Target audience: Physicians who wish to advance their current knowledge of clinical cancer medicine in neuro-oncology.

Oligodendroglial tumors continue to receive much attention because of their relative sensitivity to chemotherapy. The histological diagnosis of oligodendroglial tumors is subject to considerable interobserver variation. The revised 2007 World Health Organization classification of brain tumors no longer accepts the diagnosis "mixed anaplastic oligoastrocytoma" if necrosis is present; these tumors should be considered glioblastomas (perhaps with oligodendroglial features). The 1p/19q codeletion that is associated with sensitivity to chemotherapy is mediated by an unbalanced translocation of 19p to 1q. Randomized studies have shown that patients with 1p/19q codeleted tumors also have a better outcome with radiotherapy. Histologically more atypical tumors are less likely to have this 1p/19q codeletion; here, other alterations usually associated with astrocytic tumors are often found. Some patients with tumors with classic histological features but no 1p/19q codeletion still have a very favorable prognosis.

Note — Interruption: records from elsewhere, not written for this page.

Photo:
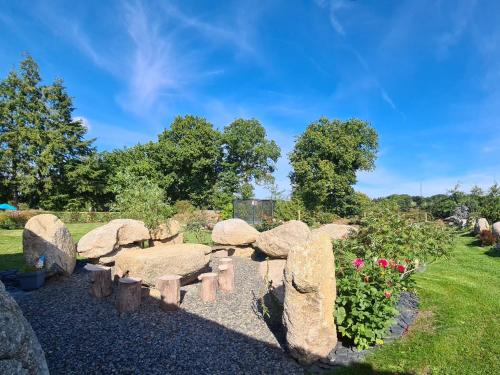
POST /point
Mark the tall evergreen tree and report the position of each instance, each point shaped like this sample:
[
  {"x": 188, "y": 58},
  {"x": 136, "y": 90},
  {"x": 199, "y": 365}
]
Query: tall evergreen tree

Currently, the best approach for newly diagnosed anaplastic oligodendroglial tumors is unclear. Early adjuvant chemotherapy does not provide a better outcome than chemotherapy at the time of progression. The value of combined chemoirradiation with temozolomide has not been proven in these tumors, and could at least theoretically be associated with greater neurotoxicity. Tumors with 1p and 19q loss can also be managed with early chemotherapy, while deferring radiotherapy to the time of further progression. The presently available second-line chemotherapy results are modest, and better salvage treatments are necessary. The molecular explanation for the greater sensitivity of 1p/19q codeleted tumors is still unclear, and this could, in part, be explained by more frequent MGMT promoter gene methylation.